2. Joint Genotyping (GenotypeGVCFs)

  • Runs GenotypeGVCFs on gendb://<workspace> and the reference.

  • Produces the cohort-level VCF:

    • cohort.gv.raw.vcf.gz

3. Count Variants and Decide on VQSR

  • Counts SNPs and INDELs in the raw cohort VCF.
  • Compares counts to configurable thresholds:
    • MIN_SNP_FOR_VQSR (default 1000)
    • MIN_INDEL_FOR_VQSR (default 8000)
  • Determines whether to build SNP and/or INDEL VQSR models.

4. Build VQSR SNP Model

  • If enough SNPs:
    • Run VariantRecalibrator in SNP mode.
    • Uses training resources and multiple annotations:
      • QD, FS, MQ, MQRankSum, ReadPosRankSum.
    • Outputs:
      • cohort.snp.recal.vcf.gz
      • cohort.snp.tranches.txt.

5. Build VQSR INDEL Model

  • If enough INDELs:
    • Run VariantRecalibrator in INDEL mode.
    • Uses annotations:
      • QD, FS, ReadPosRankSum.
    • Outputs:
      • cohort.indel.recal.vcf.gz
      • cohort.indel.tranches.txt.

6. Apply VQSR

  • If SNP model exists:
    • Apply SNP VQSR → cohort.post_snp.vcf.gz.
  • If INDEL model exists:
    • Apply INDEL VQSR → cohort.vqsr.vcf.gz.

The best available VCF (VQSR-filtered or raw) is used as input to the next step.

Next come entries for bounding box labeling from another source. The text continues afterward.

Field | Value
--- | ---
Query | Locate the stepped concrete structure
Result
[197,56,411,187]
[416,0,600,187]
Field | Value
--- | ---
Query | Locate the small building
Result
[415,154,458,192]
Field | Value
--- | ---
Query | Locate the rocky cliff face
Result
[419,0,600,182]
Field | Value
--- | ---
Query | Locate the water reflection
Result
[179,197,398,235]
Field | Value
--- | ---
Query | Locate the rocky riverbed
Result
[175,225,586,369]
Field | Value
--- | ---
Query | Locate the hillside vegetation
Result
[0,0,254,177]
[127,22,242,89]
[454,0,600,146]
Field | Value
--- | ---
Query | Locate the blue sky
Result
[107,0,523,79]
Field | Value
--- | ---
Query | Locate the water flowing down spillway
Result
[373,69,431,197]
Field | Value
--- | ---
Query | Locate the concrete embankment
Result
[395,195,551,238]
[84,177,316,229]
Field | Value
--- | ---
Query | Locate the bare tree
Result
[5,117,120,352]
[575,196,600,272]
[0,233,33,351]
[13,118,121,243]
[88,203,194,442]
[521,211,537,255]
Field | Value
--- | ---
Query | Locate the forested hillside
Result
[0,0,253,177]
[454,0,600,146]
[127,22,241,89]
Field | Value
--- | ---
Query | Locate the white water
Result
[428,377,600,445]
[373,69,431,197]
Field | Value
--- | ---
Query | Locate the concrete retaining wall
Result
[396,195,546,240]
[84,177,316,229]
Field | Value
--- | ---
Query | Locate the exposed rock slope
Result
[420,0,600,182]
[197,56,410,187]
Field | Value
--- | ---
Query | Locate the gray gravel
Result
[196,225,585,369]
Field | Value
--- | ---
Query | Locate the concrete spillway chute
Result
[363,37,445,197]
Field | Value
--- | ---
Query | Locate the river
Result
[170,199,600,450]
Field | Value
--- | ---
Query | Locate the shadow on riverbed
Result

7. Hard Filtering and QC VCF

  • Run VariantFiltration with a set of hard filters on:
    • QUAL, QD, FS, MQ, MQRankSum, ReadPosRankSum.
  • Output: cohort.gv.QC.vcf.gz.

This QC VCF is the primary cohort workflow output for downstream tools and project-level review.


Output Files

FileDescription
cohort.gv.raw.vcf.gzRaw cohort joint-genotyped VCF
cohort.snp.recal.vcf.gzSNP VQSR model VCF
cohort.snp.tranches.txtSNP VQSR tranches and diagnostics
cohort.indel.recal.vcf.gzINDEL VQSR model VCF
cohort.indel.tranches.txtINDEL VQSR tranches and diagnostics
cohort.post_snp.vcf.gzVCF after applying SNP VQSR
cohort.vqsr.vcf.gzVCF after applying SNP and INDEL VQSR
cohort.gv.QC.vcf.gzFinal hard-filtered cohort QC VCF (recommended)
logs/cohort_joint_genotyping.logMain log file for the cohort pipeline

When to Use This Pipeline

  • After you have gVCFs from the single-sample pipeline.
  • When you need a single VCF for all samples for:
    • Family-based segregation analysis.
    • Case/control or population cohorts.
    • Downstream tools that expect joint genotypes.